At the higher, 86-degree Fahrenheit maximum indoor air temperature standard, there is a far less expensive and better for the environment cooling solution available, an evaporator cooler (a/k/a, swamp cooler). These cooling devices use about one-third of the electricity of an air conditioning unit, and they do not create “heat islands” contributing to global warming the same way air conditioning units do. Evaporator coolers are portable and can be rolled from room to room where they are needed and do not require special structural work as they are placed entirely inside the rental unit. The County’s original report from the Department of Public Health recommended an indoor threshold of 86 degrees to allow for evaporator coolers, and other jurisdictions have adopted the same standard. Unfortunately, the County decided to opt-in for more costly and atmosphere damaging standards – where are the environmentalists when you need them? (The environmentalists are probably the tenants in our buildings looking forward to new, free central air conditioning.)
Any cooling device will be ineffective if too expensive to operate because renters cannot afford the required electricity. It’s like prescribing medication with a high co-pay that makes medicine too expensive for a patient to refill. If this issue is really all about preserving the health of the County’s renter population, and not about the status of having air-conditioned rental units, then evaporator coolers should have been supported by the County instead of the far more costly and more polluting air conditioning units.
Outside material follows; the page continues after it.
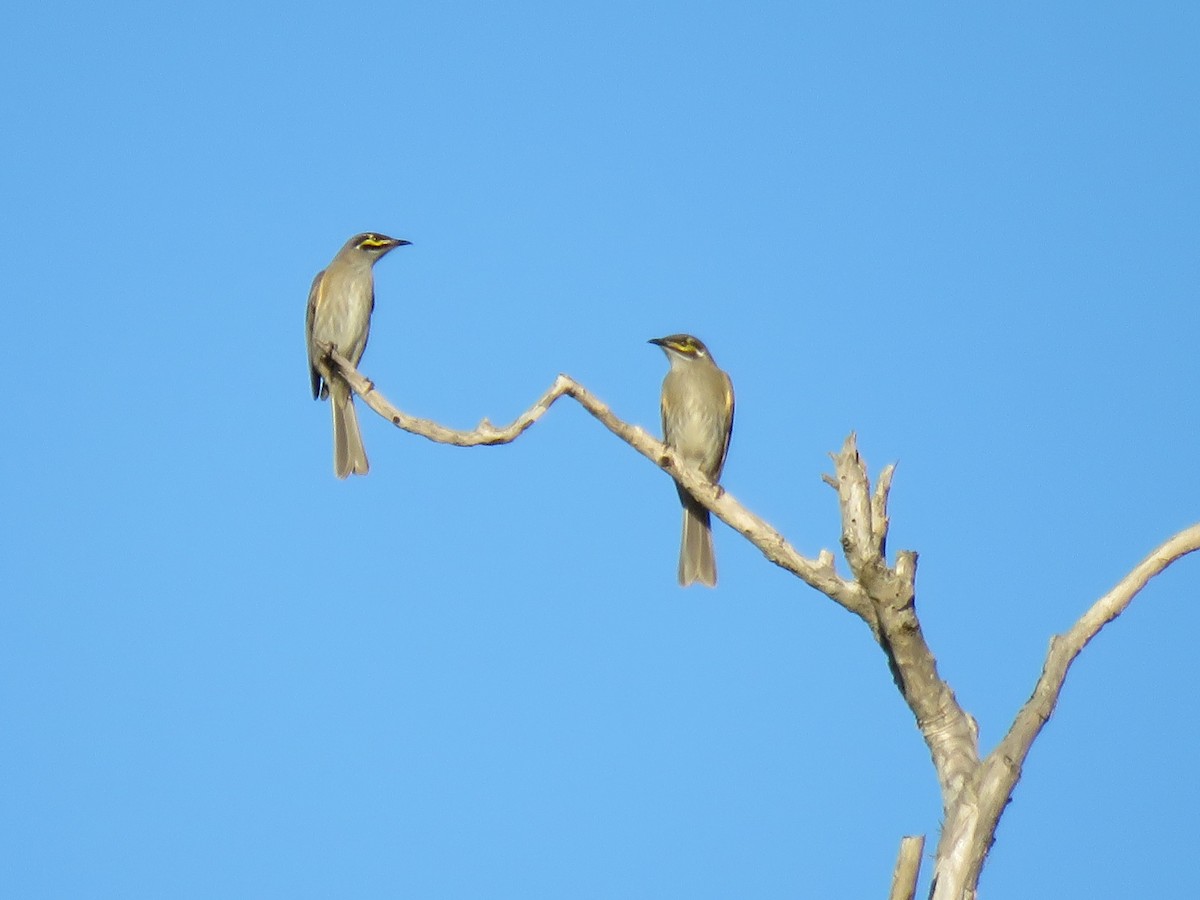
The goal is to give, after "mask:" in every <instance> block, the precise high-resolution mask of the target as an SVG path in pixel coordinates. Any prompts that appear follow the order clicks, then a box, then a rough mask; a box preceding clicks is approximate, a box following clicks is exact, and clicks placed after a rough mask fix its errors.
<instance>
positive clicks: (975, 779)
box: [329, 353, 1200, 900]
The expansive requirement to cool all habitable rooms, meaning living, dining and bedrooms, and perhaps even a kitchen (although, not sure if a kitchen is necessary although it falls under the definition of a habitable room generally – not sure ordinance addresses this) is overreaching. As I had stated earlier, families can merely congregate in a cooled room until outside temperatures decrease. Instead, the County sought to add the increased financial burden of covering all habitable rooms. Despite the permitted carveout for small owners, that one habitable room mandate expires sometime in 2032 – by then, small owners must abide by the Full Monty.
Then, there is the insurance issue, which is not addressed by the County’s ordinance but hopefully can be addressed in a lease agreement. Under the County’s ordinance, tenants may upon 5-days’ notice install air-conditioning units. In the case of a tenant installation, that would be tenant property and hopefully be covered by the tenant’s renter’s insurance. But, beyond that policy, it would be up to the owner to cover. And, what happens if the tenant’s installation causes a fire? I know, the whole thing sucks to put it bluntly. Like many other regulations, unintended consequences can and will happen.
Then, there is the installation of window units. The ordinance requires a tenant’s installation to abide by code, so the owner would have possible recourse against a tenant who does not meet the code, and perhaps against the installer, but good luck collecting on that one. To the extent a landlord has resources to do so, it would be prudent to review the installation during the regular inspection process and following initial installation (which landlords are to receive 5 days’ notice of). That’s another obligation rental housing providers will now be burdened with. It seemingly never ends.
And there you have it. The 82-Degree Mandate costs you and your residents’ money…you as owner, unfortunately, a lot more money, and imposes new inspection obligations and risks of non-compliance, equipment failure, and taxing the electrical grid. Plus, we get to add more pollutants to our environment. All good in the minds of our County’s Board of Supervisors.